Para-cycling classification

LC4 is a para-cycling classification.

==Definition==
In 2000, BBC Sport defined this classification as "LC4 for riders with disabilities affecting both legs. " In 2008, BBC Sport defined this classification was "LC4: Riders with disabilities affecting both legs " In 2008, the Australian Broadcasting Corporation defined this classification was "Locomotor Disabilities (LC): Cyclists with a physical disability compete in four classes - LC1, LC2, LC3, LC4 - based on functional ability, with separate events for men and women.". The Australian Paralympic Education Program defined this classification in 2012 as: "Riders with disabilities affecting both legs "

==Historical world records==
Below are some historical world records for this classification in the 200m men's Indoor track / Flying start.
| Time | Cyclist | Country | Classification | Date and location | Country location | Reference |
| 17"000 | Maurice Chevrot | FRA | LC 4 Bicycle | 01.06.1994 GENT | BEL | |
| 16"980 | Alaric Pritchard | GBR | LC 4 Bicycle | 17.08.2004 NEWPORT, WALES | GBR | |
| 15"780 | Michael Teuber | GER | LC 4 Bicycle | 08.05.2005 AUGSBURG | GER | |

==Classification history==
Cycling first became a Paralympic sport at the 1988 Summer Paralympics.

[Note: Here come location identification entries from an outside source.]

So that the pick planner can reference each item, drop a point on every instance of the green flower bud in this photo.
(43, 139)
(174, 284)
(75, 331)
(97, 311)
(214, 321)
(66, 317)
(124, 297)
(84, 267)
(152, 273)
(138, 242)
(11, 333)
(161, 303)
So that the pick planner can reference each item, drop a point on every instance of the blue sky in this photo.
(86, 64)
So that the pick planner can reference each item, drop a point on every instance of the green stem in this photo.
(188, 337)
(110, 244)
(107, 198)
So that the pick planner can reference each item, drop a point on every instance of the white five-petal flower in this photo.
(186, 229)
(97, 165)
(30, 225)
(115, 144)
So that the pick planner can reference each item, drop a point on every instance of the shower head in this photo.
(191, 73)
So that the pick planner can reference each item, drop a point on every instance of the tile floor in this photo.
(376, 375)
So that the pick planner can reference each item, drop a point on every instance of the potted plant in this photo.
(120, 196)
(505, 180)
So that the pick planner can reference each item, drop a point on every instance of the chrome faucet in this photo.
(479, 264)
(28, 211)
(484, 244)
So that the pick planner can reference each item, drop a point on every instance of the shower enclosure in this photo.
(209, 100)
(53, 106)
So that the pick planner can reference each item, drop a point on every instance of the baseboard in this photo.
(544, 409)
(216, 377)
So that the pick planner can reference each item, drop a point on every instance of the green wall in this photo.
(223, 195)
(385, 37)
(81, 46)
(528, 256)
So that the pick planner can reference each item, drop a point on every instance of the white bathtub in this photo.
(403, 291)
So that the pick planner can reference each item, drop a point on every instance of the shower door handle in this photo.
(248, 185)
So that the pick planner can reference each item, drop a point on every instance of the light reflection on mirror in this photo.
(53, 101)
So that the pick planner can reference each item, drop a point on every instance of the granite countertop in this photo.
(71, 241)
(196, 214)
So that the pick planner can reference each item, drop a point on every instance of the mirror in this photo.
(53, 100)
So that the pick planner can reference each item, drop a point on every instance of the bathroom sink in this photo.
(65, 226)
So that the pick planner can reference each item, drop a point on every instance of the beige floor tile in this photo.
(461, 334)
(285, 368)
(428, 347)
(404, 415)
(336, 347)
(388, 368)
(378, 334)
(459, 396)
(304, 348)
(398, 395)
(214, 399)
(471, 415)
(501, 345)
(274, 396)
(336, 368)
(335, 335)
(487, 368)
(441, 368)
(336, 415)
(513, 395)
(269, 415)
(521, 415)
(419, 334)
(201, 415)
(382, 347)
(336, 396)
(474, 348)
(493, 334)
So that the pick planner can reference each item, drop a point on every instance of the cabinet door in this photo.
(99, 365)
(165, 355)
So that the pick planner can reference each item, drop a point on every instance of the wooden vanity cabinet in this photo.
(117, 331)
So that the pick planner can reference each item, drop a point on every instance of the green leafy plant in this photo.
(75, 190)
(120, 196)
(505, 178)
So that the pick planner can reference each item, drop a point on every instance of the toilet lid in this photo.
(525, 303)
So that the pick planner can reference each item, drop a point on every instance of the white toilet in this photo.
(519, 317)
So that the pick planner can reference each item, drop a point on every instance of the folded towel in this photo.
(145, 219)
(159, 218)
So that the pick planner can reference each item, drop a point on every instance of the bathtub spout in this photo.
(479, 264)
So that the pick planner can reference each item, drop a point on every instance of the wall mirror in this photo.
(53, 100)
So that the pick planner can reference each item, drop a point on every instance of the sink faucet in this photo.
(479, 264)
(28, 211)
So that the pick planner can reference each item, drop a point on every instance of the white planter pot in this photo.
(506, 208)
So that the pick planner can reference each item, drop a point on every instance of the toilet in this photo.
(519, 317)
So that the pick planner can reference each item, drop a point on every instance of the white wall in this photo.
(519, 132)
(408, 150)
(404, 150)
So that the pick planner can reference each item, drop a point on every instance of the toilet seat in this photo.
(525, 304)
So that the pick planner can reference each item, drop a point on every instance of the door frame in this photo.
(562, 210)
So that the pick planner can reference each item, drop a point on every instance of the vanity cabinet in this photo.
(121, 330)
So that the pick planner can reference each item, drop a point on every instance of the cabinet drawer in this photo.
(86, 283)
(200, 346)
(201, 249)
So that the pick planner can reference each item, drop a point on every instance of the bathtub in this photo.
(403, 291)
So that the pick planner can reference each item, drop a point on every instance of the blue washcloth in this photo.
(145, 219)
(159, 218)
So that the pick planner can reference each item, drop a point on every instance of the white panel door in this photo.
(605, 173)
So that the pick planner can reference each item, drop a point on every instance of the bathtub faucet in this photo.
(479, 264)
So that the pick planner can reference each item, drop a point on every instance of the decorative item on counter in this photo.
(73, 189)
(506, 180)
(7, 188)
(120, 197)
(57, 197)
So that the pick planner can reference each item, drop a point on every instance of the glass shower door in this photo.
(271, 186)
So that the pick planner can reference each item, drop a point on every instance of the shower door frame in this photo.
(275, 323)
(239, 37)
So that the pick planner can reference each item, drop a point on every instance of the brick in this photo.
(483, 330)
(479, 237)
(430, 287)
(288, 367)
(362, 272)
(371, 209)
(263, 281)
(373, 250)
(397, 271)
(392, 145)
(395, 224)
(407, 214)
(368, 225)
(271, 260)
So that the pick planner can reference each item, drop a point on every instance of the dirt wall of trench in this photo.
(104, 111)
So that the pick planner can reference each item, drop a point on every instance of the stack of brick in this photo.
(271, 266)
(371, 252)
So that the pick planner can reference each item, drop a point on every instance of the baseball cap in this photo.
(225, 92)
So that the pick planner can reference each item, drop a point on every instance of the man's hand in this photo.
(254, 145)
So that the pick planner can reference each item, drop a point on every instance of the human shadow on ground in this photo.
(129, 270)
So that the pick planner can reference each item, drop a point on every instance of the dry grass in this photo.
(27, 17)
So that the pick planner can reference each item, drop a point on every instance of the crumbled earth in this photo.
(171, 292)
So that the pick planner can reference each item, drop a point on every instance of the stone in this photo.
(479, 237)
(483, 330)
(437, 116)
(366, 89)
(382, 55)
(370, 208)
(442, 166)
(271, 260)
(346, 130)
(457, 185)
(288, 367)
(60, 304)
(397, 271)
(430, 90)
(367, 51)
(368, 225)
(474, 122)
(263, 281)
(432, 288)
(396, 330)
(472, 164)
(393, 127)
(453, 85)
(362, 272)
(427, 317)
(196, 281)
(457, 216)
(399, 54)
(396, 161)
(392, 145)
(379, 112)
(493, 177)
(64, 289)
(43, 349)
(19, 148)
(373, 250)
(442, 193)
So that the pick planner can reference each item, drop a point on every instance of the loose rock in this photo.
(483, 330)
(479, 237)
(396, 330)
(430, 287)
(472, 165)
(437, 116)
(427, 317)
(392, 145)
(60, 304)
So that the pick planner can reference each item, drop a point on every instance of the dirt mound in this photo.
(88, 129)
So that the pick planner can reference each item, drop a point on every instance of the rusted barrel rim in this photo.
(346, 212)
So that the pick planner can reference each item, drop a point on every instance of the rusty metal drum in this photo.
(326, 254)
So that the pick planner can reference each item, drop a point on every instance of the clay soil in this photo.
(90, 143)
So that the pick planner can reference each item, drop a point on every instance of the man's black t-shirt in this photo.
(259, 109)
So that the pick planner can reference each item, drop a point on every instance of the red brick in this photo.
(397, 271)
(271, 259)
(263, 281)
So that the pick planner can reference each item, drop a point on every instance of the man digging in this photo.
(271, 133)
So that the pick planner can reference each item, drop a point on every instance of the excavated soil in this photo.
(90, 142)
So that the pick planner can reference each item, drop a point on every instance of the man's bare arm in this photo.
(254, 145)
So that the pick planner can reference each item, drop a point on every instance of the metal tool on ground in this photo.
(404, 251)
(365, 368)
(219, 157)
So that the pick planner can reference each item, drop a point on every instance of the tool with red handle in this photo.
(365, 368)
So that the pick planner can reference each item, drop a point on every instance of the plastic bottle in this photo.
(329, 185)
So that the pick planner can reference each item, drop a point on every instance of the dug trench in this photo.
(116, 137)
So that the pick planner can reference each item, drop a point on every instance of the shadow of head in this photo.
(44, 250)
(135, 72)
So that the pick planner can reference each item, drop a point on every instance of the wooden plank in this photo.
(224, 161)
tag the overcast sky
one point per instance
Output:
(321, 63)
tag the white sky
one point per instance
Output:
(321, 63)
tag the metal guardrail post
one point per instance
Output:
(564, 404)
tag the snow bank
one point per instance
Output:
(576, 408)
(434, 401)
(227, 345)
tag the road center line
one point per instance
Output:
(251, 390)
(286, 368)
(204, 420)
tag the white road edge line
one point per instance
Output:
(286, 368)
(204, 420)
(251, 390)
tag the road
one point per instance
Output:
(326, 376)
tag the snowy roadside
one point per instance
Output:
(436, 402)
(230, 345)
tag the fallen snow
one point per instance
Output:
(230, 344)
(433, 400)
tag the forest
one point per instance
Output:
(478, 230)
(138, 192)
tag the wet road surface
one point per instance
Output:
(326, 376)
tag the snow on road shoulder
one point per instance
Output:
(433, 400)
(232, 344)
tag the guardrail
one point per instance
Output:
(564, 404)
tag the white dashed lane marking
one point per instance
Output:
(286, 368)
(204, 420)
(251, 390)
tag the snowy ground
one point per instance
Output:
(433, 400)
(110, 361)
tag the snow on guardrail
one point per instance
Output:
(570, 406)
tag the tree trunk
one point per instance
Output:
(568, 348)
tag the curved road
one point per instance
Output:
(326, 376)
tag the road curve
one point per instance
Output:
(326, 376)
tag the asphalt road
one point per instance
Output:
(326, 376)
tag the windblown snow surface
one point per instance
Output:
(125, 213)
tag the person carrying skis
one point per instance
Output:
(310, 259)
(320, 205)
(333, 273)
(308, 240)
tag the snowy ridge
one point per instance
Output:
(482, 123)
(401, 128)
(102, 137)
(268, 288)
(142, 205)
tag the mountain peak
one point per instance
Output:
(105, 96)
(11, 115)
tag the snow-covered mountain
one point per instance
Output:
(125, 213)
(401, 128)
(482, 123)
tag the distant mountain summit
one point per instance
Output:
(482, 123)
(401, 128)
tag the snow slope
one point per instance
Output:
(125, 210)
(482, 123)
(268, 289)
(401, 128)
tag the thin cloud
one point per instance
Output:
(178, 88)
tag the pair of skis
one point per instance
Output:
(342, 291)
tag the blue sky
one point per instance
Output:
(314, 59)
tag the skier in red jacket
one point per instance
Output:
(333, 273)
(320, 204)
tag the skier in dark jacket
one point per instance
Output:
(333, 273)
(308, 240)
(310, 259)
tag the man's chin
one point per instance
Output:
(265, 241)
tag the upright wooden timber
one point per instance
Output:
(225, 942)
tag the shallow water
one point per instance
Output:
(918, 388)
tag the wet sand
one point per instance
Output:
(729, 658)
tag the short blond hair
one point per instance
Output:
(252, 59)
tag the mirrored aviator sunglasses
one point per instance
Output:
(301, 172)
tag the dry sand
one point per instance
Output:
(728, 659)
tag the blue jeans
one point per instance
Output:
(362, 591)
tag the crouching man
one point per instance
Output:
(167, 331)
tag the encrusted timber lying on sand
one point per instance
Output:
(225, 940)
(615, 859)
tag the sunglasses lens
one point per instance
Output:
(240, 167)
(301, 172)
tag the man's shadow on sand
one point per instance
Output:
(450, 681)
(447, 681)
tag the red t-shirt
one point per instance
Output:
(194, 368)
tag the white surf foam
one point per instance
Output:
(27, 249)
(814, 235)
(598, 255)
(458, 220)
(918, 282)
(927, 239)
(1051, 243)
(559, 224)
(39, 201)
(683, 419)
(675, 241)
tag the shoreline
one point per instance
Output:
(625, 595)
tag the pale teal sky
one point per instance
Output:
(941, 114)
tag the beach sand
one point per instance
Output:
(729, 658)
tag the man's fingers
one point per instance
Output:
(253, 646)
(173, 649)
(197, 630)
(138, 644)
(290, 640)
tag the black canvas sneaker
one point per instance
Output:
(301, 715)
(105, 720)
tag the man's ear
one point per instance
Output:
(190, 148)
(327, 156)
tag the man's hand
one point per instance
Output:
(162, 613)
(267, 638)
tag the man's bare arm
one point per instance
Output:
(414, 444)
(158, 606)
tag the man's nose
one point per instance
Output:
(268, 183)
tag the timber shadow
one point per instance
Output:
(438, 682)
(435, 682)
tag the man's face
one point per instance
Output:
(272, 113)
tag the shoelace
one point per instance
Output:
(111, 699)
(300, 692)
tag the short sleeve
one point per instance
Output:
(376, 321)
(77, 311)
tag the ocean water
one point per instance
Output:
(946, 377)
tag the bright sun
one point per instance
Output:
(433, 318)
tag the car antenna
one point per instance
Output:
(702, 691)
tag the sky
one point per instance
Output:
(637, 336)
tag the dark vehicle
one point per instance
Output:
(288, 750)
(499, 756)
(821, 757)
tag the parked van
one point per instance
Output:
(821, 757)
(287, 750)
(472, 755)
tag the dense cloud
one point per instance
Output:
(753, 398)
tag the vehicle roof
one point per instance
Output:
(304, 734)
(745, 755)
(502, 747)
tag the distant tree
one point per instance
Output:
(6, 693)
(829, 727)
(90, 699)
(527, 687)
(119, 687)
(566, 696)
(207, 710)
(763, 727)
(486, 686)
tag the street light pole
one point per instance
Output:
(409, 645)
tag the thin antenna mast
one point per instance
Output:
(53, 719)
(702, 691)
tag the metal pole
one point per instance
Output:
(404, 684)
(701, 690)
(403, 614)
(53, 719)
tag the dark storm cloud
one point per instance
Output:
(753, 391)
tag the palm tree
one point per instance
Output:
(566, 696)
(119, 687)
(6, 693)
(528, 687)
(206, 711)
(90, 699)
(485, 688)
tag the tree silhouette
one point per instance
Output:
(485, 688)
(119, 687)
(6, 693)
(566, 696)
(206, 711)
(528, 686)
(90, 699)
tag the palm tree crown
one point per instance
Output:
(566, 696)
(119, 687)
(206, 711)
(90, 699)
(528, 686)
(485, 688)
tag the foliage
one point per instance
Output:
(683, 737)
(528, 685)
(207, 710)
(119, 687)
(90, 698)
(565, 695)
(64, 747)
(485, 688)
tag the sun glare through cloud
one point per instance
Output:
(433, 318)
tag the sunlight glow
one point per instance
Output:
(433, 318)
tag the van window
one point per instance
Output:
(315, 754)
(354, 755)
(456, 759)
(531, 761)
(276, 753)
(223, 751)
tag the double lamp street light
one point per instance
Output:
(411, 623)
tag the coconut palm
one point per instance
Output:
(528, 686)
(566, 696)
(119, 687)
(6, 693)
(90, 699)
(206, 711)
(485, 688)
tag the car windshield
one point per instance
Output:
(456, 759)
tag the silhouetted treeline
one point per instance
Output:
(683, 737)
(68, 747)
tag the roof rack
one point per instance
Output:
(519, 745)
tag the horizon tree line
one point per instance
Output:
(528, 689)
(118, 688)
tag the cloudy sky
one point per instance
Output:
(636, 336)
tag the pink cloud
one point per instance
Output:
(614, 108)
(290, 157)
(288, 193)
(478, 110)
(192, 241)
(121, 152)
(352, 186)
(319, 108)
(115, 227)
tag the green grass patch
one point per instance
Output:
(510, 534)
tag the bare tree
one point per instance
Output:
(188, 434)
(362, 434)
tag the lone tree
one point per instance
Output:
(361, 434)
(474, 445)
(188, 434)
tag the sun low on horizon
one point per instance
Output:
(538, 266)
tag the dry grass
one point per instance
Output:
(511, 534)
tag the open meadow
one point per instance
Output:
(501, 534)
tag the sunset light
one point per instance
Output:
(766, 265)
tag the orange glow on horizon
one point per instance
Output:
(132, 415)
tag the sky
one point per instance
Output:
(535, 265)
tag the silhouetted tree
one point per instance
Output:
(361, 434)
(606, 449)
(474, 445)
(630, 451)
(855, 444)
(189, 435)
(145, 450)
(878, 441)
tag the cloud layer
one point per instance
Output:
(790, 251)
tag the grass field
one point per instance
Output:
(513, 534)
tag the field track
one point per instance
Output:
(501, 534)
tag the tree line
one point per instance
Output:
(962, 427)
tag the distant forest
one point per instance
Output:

In September 2006, governance for para-cycling passed from the International Paralympic Committee's International Cycling Committee to UCI at a meeting in Switzerland. When this happened, the responsibility of classifying the sport also changed.

For the 2016 Summer Paralympics in Rio, the International Paralympic Committee had a zero classification at the Games policy. This policy was put into place in 2014, with the goal of avoiding last minute changes in classes that would negatively impact athlete training preparations. All competitors needed to be internationally classified with their classification status confirmed prior to the Games, with exceptions to this policy being dealt with on a case-by-case basis.

==Becoming classified==
Classification is handled by Union Cycliste Internationale.